My dad died today so I’ll take solace in the fact that his last sports watching was UA vs TAMU. Hope UA and UF meet in ATL
With Steinbrenner gone, Al, perhaps a salary cap in Major League Baseball is possible.
I’m not too sure though. I think we still have too many entrenched interests that would prefer to keep the system the status quo.
Besides, it’s not like the huge payrolls are running away with things. The Royals and Mets weren’t even in the Top 10.
Mattingly paid the price for that, Bets.
And whatever happened to Yasiel Puig? Was he hurt? Did he play?

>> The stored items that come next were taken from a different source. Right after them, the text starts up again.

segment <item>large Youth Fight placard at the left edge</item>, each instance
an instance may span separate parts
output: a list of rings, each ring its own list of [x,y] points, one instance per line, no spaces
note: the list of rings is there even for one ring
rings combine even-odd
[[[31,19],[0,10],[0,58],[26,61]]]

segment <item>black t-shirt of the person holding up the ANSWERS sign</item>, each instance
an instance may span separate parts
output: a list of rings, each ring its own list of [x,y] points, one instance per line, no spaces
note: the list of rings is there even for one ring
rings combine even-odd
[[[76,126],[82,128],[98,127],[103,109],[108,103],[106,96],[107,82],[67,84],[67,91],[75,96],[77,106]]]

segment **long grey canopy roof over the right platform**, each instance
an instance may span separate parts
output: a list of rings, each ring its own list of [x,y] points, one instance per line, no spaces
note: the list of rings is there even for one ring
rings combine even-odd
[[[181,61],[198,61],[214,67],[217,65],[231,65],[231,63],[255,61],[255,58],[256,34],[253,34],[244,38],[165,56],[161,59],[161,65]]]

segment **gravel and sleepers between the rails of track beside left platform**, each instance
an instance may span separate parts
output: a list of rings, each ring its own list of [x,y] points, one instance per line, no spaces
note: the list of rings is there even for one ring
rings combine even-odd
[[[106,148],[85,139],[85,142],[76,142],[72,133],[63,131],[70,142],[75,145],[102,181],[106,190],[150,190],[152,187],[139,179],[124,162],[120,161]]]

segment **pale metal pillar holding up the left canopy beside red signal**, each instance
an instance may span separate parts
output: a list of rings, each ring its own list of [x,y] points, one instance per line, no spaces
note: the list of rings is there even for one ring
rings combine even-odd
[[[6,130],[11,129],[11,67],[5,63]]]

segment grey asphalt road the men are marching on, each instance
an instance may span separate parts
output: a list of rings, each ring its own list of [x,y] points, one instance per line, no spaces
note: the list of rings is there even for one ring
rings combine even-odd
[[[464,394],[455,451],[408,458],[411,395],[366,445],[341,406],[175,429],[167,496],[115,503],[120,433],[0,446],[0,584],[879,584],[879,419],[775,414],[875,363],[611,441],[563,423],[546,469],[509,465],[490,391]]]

I thought this guy might dominate and I heard nothing.
I wouldn’t compare the Mets losing to KC to Serena and the Italian chick. These teams were relatively matched, if not the Royals favored, headed into the series. Nobody gave Vinci a shot.
Again, Burnsy, that’s why SportsChump exists.
Therapy.
Yeah, that was one brutal loss for a fan who was just entrenched in the Sox and had been for years.
Ask any Sox fan that sat through that. If they have a nervous tic when they answer you, try not to notice.
Mar…
I figured you couldn’t possibly root for the Yankees.
After all, you have a soul.
Moose…
Incredibly sorry for your loss, man.
Take your time to grieve and celebrate his life and his memory that will live on forever.
Life is short. It’s so important for us to not waste a single moment by not appreciating it.